Maximizing profit in doing the jobs

Question

We are given two arrays M (money) and E (experience) of integers each of size 50 at most. After Bob does the job i, two things happen:

(Let TE be Bob's total experience initialized by 0)

1. Bob's experience (i.e. TE) is incremented by E[i]
2. Then, he will receive money equal to TE*M[i]

What is the maximum profit Bob can make if he does the jobs in the best possible order?

For any i we know:
1 <= E[i] <= 10^5
1 <= M[i] <= 10    

Example:
M[] = { 20, 30,  100 }
E[] = {  1,  1, 6 }

Answer: 880 = job 3-1-2 = 6*100 + 7*20 + 8*30 = 980

Answer 1

I think the problem can be solved by Greedy Algorithm (which is a special case of DP) as described follow:

1. Sort the job by ratio Exp/Money in descending order
2. If tie, then sort the job by Money in ascending order

Then the sorted job sequence is the order of the job which yields the optimal solution.

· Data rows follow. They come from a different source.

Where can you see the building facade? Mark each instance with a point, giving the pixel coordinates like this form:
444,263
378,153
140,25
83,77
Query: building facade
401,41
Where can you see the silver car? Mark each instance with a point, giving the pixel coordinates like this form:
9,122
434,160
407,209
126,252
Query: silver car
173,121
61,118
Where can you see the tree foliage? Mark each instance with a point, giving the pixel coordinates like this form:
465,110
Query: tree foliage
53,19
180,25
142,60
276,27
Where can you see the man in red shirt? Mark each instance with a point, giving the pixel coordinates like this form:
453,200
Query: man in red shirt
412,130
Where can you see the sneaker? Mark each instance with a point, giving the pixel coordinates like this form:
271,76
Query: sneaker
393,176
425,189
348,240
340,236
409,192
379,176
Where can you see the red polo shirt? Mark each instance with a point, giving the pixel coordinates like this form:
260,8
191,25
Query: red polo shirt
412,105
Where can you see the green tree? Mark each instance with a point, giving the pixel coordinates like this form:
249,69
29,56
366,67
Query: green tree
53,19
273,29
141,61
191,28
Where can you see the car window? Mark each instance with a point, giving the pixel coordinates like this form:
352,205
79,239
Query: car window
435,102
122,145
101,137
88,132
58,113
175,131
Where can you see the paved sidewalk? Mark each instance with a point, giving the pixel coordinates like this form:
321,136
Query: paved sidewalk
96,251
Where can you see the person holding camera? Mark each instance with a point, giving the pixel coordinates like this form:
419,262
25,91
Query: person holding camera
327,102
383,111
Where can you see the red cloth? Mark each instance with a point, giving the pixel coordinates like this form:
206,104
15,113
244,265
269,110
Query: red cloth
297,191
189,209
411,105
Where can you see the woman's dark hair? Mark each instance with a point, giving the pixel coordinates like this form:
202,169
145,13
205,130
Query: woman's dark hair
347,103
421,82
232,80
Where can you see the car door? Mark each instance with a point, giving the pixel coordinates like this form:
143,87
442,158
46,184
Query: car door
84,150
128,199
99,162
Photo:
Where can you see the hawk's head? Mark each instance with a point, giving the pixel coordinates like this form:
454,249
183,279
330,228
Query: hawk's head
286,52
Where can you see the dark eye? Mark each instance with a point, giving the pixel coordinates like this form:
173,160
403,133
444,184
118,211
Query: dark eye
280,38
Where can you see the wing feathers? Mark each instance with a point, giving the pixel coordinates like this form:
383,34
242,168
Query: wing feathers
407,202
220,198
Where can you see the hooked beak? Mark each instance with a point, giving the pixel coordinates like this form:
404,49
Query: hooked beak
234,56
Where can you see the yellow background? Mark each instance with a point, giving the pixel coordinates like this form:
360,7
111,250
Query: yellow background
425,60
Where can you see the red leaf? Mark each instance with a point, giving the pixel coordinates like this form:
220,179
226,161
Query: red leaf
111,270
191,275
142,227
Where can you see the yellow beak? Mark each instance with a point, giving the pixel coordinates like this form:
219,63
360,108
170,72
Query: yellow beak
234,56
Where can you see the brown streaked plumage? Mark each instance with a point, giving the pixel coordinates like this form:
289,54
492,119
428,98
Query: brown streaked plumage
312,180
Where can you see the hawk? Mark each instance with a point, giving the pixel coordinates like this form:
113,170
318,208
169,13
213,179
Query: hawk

My reasoning is as follows: The ratio Exp/Money can be interpreted as How much Exp can you buy with 1 money, so it is always better if we choose the job with higher ratio first, as this increase the experience for later jobs.

In the tie case, choose the job with smaller money reward, as this makes the job with higher money reward can be multiplied by a larger experience factor later on.

For example:

E = {2,1,6,1}
M = {40,20,100,10}

Sorted job = { job3, job4, job2, job1}  

= 6*100 + 7*10 + 8*20 + 10*40 = 1230